All Products
Search
Document Center

E-MapReduce:Use Spark to access DataHub

Last Updated:Aug 15, 2023

This topic describes how to run Spark jobs in E-MapReduce (EMR) Hadoop clusters to consume DataHub data, calculate the number of data records, and print the data records.

Use Spark Streaming to consume DataHub data

  • Make preparations.

    Subscribe to a DataHub topic by using the subscription feature of DataHub. For more information, see Create a subscription.

  • Consume DataHub data.

    You can run Spark Streaming jobs to consume DataHub data by using one of the following methods:

    • Specify the ID of a shard and consume the data of the shard:

      datahubStream = DatahubUtils.createStream(
                ssc,
                project, // The name of the DataHub project. 
                topic, // The name of the DataHub topic. 
                subId, // The subscription ID of DataHub. 
                accessKeyId,
                accessKeySecret,
                endpoint, // The endpoint of DataHub. 
                shardId, // The ID of a specific shard in the DataHub topic. 
                read, // Process RecordEntry in DataHub data. 
                StorageLevel.MEMORY_AND_DISK)
      datahubStream.foreachRDD(rdd => println(rdd.count()))
      
      // Read data from the first field in RecordEntry. 
      def read(record: RecordEntry): String = {
        record.getString(0)
      }
    • Consume data from all shards.

      datahubStream = DatahubUtils.createStream(
                ssc,
                project, // The name of the DataHub project. 
                topic, // The name of the DataHub topic. 
                subId, // The subscription ID of DataHub. 
                accessKeyId,
                accessKeySecret,
                endpoint, // The endpoint of DataHub. 
                read, // Process RecordEntry in DataHub data. 
                StorageLevel.MEMORY_AND_DISK)
      datahubStream.foreachRDD(rdd => println(rdd.count()))
      
      // Read data from the first field in RecordEntry. 
      def read(record: RecordEntry): String = {
        record.getString(0)
      }
    Note

    For the complete sample code, see SparkDatahubDemo.scala.

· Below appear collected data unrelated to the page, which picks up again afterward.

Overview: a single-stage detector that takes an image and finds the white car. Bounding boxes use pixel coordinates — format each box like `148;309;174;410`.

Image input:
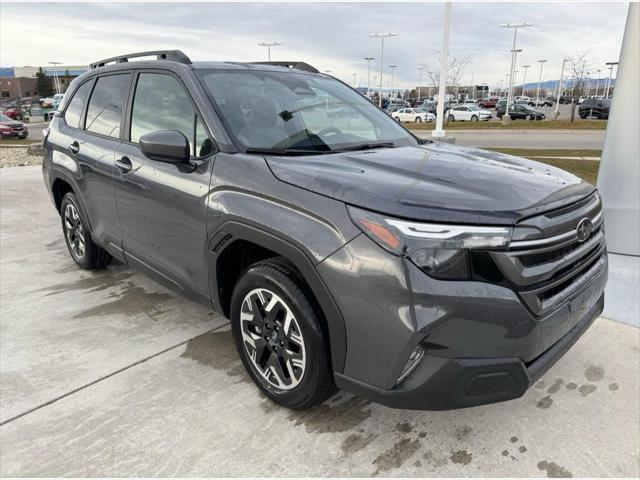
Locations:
392;108;436;123
446;105;493;122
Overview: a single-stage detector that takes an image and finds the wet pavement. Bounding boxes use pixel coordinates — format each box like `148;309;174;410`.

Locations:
1;166;638;477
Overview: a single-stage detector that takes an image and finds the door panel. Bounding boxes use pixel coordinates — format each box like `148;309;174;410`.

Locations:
114;144;213;298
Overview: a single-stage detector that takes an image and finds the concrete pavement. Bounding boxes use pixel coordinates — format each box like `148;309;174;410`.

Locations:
413;130;606;150
1;166;638;477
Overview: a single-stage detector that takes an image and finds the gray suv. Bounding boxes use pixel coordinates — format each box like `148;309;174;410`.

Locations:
43;51;608;410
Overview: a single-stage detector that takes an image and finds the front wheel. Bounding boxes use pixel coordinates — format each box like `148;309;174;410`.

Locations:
231;258;335;410
60;193;112;270
525;115;532;121
470;115;478;122
414;116;422;123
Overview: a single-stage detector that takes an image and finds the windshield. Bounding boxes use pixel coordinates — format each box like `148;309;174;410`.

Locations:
0;114;11;121
197;69;416;153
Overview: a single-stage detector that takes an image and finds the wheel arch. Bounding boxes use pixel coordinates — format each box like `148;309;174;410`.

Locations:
49;170;93;231
208;220;347;373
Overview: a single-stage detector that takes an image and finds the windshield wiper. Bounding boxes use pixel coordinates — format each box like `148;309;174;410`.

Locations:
245;147;328;156
331;142;396;153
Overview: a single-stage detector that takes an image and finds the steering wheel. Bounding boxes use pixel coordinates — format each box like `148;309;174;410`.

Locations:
316;127;342;138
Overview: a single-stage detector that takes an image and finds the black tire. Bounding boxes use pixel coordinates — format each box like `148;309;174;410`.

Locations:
60;192;111;270
394;116;401;122
470;115;478;122
525;115;532;121
448;114;455;122
230;257;335;410
580;114;587;119
414;116;422;123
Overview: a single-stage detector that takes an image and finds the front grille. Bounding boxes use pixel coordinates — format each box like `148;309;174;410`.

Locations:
489;192;607;316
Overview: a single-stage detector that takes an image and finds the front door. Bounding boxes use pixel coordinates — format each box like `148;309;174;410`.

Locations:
113;71;215;300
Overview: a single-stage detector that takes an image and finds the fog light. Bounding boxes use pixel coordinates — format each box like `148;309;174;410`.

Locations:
396;345;425;385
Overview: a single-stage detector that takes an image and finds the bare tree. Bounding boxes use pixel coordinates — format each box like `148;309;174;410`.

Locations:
565;50;594;98
424;51;473;95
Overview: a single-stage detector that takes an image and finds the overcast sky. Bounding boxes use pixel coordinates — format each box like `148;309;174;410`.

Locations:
0;1;629;88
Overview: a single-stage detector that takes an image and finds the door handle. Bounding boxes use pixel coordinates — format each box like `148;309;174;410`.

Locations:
115;156;133;174
69;141;80;155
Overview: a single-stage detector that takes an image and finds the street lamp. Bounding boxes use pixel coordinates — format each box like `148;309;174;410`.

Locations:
352;73;358;88
605;61;618;98
535;59;548;106
417;64;425;103
364;57;374;97
521;64;531;96
500;22;532;124
369;32;397;107
48;61;62;94
554;58;568;119
257;41;282;61
594;69;602;97
389;65;397;99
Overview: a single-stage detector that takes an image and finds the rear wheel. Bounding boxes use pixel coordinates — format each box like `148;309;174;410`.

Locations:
394;116;401;122
448;114;455;122
60;193;111;270
231;258;335;410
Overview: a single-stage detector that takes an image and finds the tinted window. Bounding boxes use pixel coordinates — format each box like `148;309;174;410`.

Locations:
131;73;205;156
64;81;92;129
85;74;131;138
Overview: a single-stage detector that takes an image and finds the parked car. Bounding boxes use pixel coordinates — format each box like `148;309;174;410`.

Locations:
1;107;23;120
559;95;578;104
446;104;493;122
43;50;607;412
514;96;531;103
0;114;29;139
392;108;435;123
579;98;610;119
529;97;555;107
420;101;437;114
478;97;500;108
496;104;546;120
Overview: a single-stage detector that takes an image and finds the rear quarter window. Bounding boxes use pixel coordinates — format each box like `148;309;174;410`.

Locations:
64;81;92;129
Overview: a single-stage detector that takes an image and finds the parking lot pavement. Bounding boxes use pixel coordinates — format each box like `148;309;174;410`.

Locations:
1;166;639;477
413;130;606;150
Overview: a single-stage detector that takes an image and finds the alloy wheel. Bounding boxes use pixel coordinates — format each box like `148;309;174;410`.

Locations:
64;203;85;260
240;288;306;390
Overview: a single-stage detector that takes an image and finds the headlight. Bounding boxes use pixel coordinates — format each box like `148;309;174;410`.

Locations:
348;206;512;280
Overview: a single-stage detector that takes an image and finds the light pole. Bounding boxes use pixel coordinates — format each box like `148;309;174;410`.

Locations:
605;61;618;98
352;73;358;87
389;65;397;99
48;61;62;94
594;69;602;97
369;32;397;107
554;58;567;119
500;22;531;124
535;59;547;106
521;64;530;96
417;65;425;103
257;41;282;61
364;57;374;97
433;1;451;138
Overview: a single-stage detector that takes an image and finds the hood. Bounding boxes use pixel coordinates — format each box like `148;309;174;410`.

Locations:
265;143;594;225
0;120;24;127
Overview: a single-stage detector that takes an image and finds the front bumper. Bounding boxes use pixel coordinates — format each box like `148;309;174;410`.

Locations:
319;233;608;410
335;293;603;410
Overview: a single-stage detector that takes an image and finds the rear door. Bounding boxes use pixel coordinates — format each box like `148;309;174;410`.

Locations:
56;73;132;260
113;70;215;300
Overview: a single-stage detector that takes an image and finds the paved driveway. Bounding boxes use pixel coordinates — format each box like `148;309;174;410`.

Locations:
1;166;638;477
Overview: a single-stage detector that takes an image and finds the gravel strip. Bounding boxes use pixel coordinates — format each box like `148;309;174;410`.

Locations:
1;147;43;168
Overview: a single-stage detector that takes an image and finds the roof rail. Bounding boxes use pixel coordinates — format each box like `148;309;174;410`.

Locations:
249;61;319;73
90;50;192;69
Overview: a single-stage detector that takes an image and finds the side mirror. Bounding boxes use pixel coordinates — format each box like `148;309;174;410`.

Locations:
139;130;190;164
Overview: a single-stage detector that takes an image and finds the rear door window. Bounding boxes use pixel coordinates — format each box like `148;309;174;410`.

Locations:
64;81;92;129
85;74;131;138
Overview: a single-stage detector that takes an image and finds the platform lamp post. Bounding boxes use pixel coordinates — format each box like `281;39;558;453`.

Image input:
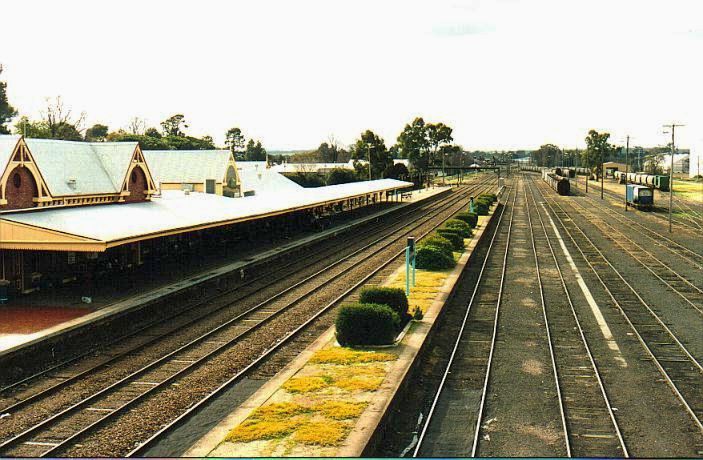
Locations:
663;123;684;233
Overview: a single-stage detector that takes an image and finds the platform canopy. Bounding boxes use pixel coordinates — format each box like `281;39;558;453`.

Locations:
0;179;412;252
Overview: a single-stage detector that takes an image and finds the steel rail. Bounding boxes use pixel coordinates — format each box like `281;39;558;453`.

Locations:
412;184;516;457
576;188;703;270
522;179;570;457
595;183;701;233
564;196;703;316
525;176;628;457
469;183;517;457
0;179;492;415
533;178;703;435
1;180;497;457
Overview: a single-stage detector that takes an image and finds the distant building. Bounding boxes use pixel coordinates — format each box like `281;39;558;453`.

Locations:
143;150;241;197
657;153;689;174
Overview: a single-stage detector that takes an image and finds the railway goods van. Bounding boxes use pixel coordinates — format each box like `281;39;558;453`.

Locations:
626;184;653;209
614;171;670;191
542;169;570;195
520;165;546;173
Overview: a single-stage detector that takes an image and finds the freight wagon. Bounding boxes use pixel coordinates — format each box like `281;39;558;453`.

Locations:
626;184;654;210
613;171;670;192
542;169;570;195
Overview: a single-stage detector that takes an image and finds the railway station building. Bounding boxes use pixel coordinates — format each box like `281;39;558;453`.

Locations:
143;149;242;197
0;135;411;298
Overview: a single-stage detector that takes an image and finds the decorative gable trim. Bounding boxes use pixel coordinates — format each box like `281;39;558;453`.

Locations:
0;138;53;207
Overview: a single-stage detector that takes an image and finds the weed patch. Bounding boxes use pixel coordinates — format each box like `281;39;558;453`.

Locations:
310;348;396;365
227;418;301;442
282;376;332;393
292;421;347;446
314;401;368;420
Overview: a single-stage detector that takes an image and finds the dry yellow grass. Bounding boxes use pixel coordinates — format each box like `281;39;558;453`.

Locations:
309;347;397;365
282;375;332;393
388;268;455;314
334;375;385;392
252;402;311;419
292;421;347;446
314;401;368;420
227;418;301;442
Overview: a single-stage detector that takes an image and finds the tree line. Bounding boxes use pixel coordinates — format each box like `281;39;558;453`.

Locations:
530;130;681;175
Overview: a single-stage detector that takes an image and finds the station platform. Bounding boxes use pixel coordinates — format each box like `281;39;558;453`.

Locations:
0;186;452;360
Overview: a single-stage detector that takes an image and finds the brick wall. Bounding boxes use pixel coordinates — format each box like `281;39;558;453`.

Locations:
2;166;37;210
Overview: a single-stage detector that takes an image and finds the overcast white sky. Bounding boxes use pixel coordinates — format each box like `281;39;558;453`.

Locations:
2;0;702;150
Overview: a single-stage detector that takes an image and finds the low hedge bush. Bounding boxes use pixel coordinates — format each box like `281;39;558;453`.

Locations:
421;234;454;255
336;303;400;346
454;212;478;228
474;200;489;215
359;287;410;324
436;228;465;250
443;219;472;237
479;193;496;203
415;245;456;270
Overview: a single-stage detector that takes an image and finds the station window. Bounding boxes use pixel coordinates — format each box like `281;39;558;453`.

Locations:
131;170;137;183
12;173;21;188
67;252;76;265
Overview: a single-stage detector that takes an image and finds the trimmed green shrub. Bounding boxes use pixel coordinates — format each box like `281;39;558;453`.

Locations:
336;303;400;346
415;245;456;270
436;229;465;250
474;200;489;215
359;287;410;324
443;219;472;237
479;193;496;203
421;234;454;254
456;211;479;228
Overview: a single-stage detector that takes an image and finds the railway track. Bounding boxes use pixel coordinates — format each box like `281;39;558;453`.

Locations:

Use Spark Structured Streaming to consume DataHub data

  • Maven dependency

    • Spark 2

       <dependency>
              <groupId>com.aliyun.emr</groupId>
              <artifactId>emr-datahub_2.11</artifactId>
              <version>2.0.0</version>
       </dependency>
    • Spark 3

      Download emr-datasources_shaded_***.jar in the cluster directory /opt/apps/SPARK-EXTENSION/spark-extension-current/spark3-emrsdk/ as the dependency.

      Note
      • If the preceding directory does not exist in your cluster, you can use the /usr/lib/emrsdk-current/ directory.

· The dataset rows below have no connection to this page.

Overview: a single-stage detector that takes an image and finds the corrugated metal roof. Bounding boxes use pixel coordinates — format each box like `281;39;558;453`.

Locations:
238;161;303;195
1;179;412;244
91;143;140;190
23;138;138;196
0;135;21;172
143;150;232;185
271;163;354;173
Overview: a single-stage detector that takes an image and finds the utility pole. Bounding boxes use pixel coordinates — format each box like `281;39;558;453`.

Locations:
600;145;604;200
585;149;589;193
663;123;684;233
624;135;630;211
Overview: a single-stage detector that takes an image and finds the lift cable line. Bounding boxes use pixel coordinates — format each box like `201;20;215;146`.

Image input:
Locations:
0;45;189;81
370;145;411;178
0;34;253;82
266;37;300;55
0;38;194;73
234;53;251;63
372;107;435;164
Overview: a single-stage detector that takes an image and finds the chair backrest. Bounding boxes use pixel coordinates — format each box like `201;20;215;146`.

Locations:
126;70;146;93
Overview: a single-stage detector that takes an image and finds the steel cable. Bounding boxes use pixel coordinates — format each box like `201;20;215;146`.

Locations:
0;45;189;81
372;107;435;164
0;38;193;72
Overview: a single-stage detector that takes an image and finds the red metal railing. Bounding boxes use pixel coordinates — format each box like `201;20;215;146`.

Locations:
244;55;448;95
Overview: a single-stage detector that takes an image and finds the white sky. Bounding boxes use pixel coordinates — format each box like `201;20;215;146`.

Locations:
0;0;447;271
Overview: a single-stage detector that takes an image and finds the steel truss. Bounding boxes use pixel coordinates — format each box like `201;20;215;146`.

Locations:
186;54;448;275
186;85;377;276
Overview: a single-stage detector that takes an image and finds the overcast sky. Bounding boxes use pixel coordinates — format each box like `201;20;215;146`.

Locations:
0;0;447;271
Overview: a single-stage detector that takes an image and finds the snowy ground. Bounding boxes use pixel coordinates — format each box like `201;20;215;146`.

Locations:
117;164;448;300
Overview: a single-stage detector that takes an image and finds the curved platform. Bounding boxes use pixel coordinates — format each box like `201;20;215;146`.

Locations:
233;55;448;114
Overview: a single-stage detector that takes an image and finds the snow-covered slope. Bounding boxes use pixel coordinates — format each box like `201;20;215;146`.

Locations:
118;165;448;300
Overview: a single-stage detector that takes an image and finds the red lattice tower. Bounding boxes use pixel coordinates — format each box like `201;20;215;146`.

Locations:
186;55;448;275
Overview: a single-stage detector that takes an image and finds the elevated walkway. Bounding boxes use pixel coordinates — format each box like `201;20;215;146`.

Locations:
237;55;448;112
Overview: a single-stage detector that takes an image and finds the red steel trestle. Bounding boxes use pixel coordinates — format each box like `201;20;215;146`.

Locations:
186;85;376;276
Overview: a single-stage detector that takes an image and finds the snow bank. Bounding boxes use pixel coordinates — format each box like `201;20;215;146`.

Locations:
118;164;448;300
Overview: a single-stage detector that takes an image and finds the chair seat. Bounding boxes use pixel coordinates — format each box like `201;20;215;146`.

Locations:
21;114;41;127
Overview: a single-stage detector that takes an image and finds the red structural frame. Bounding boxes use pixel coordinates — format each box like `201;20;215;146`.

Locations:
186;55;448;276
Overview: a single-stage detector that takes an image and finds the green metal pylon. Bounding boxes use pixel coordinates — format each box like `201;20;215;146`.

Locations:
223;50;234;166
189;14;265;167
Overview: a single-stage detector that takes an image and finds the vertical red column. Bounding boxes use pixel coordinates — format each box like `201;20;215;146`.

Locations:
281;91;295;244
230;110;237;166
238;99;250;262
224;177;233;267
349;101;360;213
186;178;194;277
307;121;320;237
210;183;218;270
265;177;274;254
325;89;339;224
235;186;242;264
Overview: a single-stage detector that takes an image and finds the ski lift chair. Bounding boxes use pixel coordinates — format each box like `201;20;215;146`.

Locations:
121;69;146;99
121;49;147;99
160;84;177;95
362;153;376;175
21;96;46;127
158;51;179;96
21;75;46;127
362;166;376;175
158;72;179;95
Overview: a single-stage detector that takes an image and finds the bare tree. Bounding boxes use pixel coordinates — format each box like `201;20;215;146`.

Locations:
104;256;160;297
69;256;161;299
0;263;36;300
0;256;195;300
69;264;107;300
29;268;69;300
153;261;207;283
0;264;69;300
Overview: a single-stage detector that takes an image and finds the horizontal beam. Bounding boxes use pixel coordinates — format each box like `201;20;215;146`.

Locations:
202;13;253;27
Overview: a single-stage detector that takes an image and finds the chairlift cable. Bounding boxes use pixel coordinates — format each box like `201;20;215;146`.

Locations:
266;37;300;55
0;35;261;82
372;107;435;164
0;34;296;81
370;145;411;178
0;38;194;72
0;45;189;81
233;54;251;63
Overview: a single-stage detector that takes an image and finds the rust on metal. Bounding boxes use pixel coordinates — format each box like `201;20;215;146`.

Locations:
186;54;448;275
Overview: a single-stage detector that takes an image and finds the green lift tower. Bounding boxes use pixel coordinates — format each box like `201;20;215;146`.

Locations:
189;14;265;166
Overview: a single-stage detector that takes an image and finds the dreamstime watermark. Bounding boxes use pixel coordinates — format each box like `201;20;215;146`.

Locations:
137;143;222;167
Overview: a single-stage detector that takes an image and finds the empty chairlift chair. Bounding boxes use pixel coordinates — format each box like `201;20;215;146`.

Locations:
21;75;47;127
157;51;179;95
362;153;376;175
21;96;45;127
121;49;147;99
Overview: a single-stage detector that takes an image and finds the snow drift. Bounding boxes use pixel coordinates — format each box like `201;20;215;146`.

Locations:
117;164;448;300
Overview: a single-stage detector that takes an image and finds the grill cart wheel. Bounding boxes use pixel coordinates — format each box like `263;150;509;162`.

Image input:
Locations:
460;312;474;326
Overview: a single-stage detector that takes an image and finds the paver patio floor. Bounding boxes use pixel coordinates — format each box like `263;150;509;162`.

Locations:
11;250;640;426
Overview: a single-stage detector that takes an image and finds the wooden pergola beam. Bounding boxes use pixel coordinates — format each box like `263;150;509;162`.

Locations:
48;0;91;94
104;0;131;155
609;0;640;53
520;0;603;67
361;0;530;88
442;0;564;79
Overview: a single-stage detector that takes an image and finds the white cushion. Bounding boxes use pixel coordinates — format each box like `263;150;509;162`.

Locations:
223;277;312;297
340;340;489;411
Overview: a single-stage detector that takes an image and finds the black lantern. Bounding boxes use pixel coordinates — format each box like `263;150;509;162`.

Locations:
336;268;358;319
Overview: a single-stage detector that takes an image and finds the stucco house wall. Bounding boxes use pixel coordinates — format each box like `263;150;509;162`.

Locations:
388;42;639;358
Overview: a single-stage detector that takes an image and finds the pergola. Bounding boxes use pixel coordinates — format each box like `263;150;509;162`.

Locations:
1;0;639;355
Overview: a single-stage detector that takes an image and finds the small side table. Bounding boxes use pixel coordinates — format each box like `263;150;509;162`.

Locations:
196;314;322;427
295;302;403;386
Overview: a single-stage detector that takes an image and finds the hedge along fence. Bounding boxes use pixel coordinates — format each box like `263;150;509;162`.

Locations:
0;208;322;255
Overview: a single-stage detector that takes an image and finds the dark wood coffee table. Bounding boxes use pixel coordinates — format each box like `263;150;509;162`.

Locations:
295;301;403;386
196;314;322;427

      • You need to replace emr-datasources_shaded_***.jar based on your actual cluster directory.

  • Example

    val spark =  SparkSession
      .builder()
      .appName("test datahub")
      .getOrCreate()
    
    
    // Create a read stream. 
    val datahubRows = spark
      .readStream
      .format("datahub")
      .option("access.key.id", System.getenv("ALIBABA_CLOUD_ACCESS_KEY_ID"))
      .option("access.key.secret", System.getenv("ALIBABA_CLOUD_ACCESS_KEY_SECRET"))
      .option("endpoint", "https://dh-cn-hangzhou.aliyuncs.com")
      .option("project", "project_test")
      .option("startingoffsets", "earliest")
      .option("topic", "topic_test")
      .load
    
    // Specify the processing logic of DataFrame. 
    datahubRows.printSchema() // In the current instance, the schema has two fields: key and value. 
    println("print schema" + datahubRows.schema.toString())
    val df = datahubRows.groupBy("key").count()
    
    
    // Create a write stream to write data. 
    val query = df
      .writeStream
      .format("console")
      .outputMode("complete")
      .start()
    
    // Stop the streaming job. 
    query.awaitTermination(100000)
    spark.close()

    Core process:

    1. Create a read stream to read data from DataFrame of DataHub.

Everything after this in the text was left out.